Eager to increase its cut of this country’s multi-billion-dollar managed solutions market, Bell Canada has launched a new one-stop source for network-based voice, video and data communications.

Bell Managed Solutions will focus on network management and outsourcing, e-business applications, converged desktop communications where voice, data and video run on a common platform with a single utility pricing model, and a new security and data integrity practice, said Charles Salameh, vice-president of the new Bell Managed Solutions group.

Although officially a new portfolio, Salameh said the security practice is actually an extension of the internal security department that already serves parent enterprise BCE’s group of companies.

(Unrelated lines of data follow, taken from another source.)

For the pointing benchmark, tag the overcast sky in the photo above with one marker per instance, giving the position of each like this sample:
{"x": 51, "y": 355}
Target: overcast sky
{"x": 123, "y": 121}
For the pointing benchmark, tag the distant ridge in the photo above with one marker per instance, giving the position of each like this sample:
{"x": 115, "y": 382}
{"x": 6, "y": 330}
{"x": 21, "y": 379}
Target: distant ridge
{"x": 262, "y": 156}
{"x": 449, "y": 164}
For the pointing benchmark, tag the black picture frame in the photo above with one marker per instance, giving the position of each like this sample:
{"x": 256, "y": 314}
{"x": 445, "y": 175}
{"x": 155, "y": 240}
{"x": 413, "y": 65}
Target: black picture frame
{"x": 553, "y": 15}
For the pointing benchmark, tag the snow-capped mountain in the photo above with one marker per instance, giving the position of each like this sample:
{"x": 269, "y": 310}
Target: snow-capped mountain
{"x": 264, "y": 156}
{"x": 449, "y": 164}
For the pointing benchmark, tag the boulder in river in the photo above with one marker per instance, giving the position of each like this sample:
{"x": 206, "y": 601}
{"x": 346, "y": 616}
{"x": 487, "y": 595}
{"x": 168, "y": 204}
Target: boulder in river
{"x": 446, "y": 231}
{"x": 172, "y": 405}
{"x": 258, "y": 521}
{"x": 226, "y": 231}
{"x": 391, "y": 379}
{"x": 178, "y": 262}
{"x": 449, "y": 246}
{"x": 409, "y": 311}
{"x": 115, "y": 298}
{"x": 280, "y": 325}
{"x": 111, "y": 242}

Noting that managed solutions can be defined in several different ways, Salameh said “for us it is the ability to manage a customer’s total communication environment from desktop to desktop and any network-centric applications that rides on that platform.”

The distinguishing feature of Bell Managed Solutions, he said, is this focus on network-based, end-to-end service, rather than a customer’s business processes.

“Do I sell an e-commerce CD with e-learning on it? No. I do sell a hosted e-learning application that’s distributed across a wide area network, and then manage everything about that solution including the application, network and desktop – that’s a managed solution to us,” Salameh said.

Various Bell companies have offered managed solutions for the last three years to the tune of about $500 million, and 16 per cent of the Canadian market, but Salameh said the new, integrated unit “is the catalyst for delivering all of BCE’s convergence strategies.”

Salameh was also not coy about listing the new unit’s main competitors.

“Right now Telus (Corp.), AT&T (Corp.) and Bell tend to compete on connectivity for connectivity, our frame against their frame, our ATM against their ATM etc. So we’re taking aim at anyone in our market space, and it’s particularly the ILECs (incumbent local exchange carriers) that have the scale to compete against us, so it’s primarily Telus. But it’s also our partners too, like IBM (Canada Corp.). They’re trying to backwards integrate into our space of networks, and Bell and IBM have always been in the ‘coopititoin’ environment.”